Liberal Values and the Boycott, Divestment and Sanctions Movement

By Rebecca Vilkomerson

The inherent contradictions between American liberalism and support for Israeli policies are on a sudden, public, collision course. Until very recently, it was easy to identify as someone who cares for human rights and equality, while in practice avoiding forms of activism that impose any consequences for its actions on Israel. Those days may be drawing to a close.

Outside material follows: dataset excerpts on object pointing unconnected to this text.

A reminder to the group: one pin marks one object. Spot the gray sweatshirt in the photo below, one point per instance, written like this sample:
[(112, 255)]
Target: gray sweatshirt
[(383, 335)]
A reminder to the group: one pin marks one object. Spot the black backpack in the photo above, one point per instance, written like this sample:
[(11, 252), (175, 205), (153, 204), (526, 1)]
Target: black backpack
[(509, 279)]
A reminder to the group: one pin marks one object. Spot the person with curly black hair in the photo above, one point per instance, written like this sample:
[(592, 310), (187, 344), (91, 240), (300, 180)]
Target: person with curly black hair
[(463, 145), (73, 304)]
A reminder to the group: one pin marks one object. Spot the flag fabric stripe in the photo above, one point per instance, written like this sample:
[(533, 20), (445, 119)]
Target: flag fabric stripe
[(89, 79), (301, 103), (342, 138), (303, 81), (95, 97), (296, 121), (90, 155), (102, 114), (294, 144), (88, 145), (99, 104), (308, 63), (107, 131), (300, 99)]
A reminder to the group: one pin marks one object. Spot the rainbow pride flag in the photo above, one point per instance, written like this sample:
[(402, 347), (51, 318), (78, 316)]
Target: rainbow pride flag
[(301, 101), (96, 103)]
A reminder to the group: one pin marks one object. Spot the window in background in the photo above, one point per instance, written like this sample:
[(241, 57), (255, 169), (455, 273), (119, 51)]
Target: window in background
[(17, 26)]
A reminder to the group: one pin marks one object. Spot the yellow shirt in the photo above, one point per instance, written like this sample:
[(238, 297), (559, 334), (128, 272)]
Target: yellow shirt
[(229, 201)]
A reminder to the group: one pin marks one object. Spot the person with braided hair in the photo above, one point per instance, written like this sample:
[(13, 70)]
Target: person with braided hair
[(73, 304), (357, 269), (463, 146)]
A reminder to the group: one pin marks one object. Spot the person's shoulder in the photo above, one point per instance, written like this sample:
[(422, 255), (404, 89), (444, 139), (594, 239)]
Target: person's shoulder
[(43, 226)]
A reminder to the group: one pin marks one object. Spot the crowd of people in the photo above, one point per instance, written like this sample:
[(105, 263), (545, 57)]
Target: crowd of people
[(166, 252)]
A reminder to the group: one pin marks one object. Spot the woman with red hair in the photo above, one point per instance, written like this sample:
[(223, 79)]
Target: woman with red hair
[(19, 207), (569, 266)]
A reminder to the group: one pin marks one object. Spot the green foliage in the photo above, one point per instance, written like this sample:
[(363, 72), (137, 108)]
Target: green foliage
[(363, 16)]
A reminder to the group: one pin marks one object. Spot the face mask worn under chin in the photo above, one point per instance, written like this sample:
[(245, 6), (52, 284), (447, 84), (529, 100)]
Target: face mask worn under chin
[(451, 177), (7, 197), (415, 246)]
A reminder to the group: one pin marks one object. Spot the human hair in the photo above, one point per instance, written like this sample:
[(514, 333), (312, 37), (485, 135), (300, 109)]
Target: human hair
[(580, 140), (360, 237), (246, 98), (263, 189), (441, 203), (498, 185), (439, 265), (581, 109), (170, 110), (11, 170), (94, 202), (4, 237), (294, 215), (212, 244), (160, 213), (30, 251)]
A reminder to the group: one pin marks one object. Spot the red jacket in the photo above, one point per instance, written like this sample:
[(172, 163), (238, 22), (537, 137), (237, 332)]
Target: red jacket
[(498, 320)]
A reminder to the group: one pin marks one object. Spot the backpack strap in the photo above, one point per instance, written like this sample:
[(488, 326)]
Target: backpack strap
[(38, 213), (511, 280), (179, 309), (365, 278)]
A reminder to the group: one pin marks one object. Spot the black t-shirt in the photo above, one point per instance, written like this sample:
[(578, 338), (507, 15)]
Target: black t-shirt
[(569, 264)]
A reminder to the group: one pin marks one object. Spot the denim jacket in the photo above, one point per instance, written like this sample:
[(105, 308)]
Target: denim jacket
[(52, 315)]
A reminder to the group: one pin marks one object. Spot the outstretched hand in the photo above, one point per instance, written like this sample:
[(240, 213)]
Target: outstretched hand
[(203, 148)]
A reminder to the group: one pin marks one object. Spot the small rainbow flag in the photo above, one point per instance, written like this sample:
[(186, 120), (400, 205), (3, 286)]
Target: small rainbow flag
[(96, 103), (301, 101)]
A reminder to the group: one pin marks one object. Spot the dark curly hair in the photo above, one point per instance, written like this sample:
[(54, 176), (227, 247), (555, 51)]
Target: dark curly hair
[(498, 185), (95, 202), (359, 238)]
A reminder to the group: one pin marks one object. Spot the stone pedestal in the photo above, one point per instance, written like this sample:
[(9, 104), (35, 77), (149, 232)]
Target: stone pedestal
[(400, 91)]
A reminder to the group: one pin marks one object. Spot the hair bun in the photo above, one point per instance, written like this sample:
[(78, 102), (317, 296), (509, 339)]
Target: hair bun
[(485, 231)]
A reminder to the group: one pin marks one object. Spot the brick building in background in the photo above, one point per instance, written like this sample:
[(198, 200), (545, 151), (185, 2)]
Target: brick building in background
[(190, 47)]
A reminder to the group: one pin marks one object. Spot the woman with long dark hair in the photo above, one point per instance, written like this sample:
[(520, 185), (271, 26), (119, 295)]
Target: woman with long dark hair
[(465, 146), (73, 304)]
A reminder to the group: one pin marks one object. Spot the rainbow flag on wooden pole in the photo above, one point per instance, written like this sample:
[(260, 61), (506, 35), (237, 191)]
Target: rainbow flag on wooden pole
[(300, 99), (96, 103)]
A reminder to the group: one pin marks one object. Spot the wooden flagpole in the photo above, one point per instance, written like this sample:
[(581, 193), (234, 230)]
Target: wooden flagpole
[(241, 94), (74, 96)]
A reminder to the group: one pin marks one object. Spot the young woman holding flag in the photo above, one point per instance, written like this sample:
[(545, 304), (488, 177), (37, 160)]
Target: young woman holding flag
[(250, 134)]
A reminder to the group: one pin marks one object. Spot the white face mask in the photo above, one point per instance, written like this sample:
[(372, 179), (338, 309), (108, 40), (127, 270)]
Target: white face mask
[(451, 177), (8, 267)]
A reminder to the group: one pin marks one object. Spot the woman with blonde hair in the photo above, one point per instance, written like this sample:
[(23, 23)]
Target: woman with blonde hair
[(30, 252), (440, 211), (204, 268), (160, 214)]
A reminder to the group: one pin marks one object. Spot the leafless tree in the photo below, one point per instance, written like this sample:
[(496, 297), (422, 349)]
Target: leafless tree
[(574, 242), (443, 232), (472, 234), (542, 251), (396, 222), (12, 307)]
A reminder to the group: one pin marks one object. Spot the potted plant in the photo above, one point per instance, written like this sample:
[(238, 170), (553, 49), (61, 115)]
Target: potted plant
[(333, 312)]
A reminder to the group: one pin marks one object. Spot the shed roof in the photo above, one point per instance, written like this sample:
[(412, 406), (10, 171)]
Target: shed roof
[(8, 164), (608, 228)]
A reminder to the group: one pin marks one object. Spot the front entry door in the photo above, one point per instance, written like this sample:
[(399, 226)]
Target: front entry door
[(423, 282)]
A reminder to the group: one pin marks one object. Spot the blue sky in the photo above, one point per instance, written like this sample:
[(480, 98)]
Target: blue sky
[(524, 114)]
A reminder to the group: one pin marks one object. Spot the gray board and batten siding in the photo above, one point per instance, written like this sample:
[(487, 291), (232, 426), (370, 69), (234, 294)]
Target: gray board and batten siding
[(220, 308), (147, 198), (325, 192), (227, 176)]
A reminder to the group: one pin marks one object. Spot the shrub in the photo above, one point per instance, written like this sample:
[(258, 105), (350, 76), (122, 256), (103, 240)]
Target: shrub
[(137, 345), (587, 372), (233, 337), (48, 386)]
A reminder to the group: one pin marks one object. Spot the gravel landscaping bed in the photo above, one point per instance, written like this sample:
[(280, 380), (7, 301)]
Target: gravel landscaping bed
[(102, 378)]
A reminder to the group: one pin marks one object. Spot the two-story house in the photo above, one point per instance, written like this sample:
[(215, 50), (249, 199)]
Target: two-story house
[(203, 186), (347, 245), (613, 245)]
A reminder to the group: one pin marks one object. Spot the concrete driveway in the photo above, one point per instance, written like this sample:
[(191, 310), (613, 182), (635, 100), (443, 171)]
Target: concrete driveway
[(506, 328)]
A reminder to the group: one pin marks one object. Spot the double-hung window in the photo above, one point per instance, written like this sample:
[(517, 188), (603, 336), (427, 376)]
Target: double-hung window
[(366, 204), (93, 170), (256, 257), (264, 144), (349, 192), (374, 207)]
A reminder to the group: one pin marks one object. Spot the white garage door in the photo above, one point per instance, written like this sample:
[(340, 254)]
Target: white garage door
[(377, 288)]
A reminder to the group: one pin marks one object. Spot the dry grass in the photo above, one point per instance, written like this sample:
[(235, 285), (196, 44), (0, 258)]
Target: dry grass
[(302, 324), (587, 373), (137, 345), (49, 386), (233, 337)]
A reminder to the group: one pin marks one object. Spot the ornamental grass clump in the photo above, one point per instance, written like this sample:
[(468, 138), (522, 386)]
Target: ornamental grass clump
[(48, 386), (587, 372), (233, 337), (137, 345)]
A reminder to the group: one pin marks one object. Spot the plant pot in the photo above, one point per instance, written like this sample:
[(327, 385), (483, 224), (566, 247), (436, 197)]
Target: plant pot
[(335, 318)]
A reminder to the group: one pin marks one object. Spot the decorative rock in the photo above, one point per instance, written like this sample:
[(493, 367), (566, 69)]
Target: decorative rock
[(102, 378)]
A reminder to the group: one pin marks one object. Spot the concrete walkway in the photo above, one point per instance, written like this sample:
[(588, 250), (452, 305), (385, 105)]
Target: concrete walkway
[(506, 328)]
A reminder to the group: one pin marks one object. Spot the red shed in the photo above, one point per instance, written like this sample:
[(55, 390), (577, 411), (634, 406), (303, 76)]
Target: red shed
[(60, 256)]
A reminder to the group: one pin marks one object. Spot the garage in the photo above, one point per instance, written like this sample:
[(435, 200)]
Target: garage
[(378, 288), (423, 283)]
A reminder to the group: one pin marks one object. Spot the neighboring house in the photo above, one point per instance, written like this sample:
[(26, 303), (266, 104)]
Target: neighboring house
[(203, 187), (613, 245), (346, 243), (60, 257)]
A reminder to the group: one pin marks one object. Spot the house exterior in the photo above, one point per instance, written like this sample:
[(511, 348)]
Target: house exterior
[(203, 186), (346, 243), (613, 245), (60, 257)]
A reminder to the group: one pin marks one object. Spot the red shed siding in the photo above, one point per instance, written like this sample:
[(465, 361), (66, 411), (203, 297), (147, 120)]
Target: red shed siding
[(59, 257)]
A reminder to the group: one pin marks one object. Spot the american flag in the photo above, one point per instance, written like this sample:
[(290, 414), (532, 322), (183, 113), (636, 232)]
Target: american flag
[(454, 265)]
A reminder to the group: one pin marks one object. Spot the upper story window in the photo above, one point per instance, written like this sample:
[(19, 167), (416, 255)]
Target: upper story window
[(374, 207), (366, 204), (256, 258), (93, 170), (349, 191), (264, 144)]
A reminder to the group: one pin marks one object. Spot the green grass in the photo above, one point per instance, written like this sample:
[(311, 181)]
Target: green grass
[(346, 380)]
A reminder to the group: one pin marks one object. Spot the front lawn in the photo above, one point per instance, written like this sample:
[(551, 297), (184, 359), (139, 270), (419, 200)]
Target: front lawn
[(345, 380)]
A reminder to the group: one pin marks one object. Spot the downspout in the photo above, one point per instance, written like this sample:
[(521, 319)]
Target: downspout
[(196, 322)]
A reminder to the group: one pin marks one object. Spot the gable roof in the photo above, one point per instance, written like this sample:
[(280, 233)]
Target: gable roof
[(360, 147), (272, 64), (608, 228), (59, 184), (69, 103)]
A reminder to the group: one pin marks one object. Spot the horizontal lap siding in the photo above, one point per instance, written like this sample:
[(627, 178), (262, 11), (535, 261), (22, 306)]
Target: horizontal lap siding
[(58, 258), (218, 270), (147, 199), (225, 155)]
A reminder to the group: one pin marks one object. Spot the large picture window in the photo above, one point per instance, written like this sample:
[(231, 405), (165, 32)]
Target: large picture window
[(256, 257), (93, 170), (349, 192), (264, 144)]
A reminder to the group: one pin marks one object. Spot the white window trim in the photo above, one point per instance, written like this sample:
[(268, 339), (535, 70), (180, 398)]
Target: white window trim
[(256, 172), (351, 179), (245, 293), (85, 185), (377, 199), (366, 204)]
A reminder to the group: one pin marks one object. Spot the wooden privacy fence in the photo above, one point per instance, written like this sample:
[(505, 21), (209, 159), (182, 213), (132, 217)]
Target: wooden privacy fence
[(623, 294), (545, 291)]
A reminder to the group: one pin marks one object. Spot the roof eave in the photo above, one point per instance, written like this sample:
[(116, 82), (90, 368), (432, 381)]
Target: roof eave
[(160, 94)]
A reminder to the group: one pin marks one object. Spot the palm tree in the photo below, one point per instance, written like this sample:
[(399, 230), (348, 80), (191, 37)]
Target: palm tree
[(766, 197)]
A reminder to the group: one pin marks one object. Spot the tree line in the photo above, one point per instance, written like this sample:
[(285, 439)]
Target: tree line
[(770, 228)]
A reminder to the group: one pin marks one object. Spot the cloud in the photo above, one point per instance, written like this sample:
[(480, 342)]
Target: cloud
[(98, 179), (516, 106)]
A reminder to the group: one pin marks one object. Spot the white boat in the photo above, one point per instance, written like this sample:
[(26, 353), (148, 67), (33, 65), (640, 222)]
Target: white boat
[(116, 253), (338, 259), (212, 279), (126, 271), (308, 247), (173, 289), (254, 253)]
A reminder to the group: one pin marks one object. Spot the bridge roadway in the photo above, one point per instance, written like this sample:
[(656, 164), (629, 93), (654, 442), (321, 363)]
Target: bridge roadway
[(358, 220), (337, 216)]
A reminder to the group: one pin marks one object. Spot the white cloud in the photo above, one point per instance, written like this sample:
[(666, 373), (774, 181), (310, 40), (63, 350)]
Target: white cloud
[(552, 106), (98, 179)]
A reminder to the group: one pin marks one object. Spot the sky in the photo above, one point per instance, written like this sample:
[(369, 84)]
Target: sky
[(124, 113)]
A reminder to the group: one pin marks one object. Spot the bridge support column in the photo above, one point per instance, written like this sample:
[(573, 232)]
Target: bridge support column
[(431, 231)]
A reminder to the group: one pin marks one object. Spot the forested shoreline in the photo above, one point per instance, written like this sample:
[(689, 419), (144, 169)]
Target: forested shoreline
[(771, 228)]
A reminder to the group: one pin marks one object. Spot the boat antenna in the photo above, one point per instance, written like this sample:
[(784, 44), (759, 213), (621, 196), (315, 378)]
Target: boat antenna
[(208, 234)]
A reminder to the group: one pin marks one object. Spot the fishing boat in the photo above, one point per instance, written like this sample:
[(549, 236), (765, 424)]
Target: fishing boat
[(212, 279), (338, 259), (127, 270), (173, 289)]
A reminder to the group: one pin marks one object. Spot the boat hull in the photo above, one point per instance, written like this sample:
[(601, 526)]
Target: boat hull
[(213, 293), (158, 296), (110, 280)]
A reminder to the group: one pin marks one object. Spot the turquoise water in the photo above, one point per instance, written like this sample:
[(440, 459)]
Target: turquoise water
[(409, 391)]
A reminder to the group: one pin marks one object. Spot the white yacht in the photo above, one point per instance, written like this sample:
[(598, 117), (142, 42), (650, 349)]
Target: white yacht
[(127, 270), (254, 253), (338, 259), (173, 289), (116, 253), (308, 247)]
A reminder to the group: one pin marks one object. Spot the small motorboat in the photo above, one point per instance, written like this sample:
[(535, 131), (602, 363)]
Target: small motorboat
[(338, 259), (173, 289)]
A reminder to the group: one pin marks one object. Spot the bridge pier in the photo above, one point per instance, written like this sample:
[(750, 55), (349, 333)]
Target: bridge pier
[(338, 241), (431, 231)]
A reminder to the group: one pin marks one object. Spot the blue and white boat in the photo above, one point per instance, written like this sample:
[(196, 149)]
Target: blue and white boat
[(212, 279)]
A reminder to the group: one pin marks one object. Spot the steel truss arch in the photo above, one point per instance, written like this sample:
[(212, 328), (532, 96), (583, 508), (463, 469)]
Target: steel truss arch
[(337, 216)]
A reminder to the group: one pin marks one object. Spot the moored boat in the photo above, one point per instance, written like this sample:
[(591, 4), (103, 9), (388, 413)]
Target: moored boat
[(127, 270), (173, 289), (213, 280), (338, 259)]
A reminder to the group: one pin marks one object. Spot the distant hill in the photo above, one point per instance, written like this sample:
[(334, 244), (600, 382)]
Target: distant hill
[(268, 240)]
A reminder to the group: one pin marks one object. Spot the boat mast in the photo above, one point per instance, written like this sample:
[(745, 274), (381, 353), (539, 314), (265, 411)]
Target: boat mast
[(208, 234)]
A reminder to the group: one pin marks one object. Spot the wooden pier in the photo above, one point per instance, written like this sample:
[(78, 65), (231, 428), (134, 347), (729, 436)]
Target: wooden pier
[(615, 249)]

Omar Barghouti’s recent op-ed in the Sunday New York Times, the ultimate prize in opinion piece placement, made a cogent, thorough, and, most importantly, principled argument for BDS based on the values of equality and fighting against oppression. Also taking a clear stance against anti-Semitism, his piece was a clarion call for support to the prototypical liberal readers of the New York Times. And, in fact the letters to the editor printed in response to his piece were overwhelmingly positive.

During the same period, two BDS-related campaigns were making headlines around the world. When Scarlett Johansson became the spokesperson for SodaStream, a company with its main factory in an Israeli settlement, the worldwide pressure resulted in her being forced to choose between being a spokesperson for Oxfam, a human rights organization, and her SodaStream gig. It seems that no one, not even A-list celebrities, can be considered humanitarians or human rights advocates any longer if they have anything at all to do with the settlements, which, of course, are illegal under international law.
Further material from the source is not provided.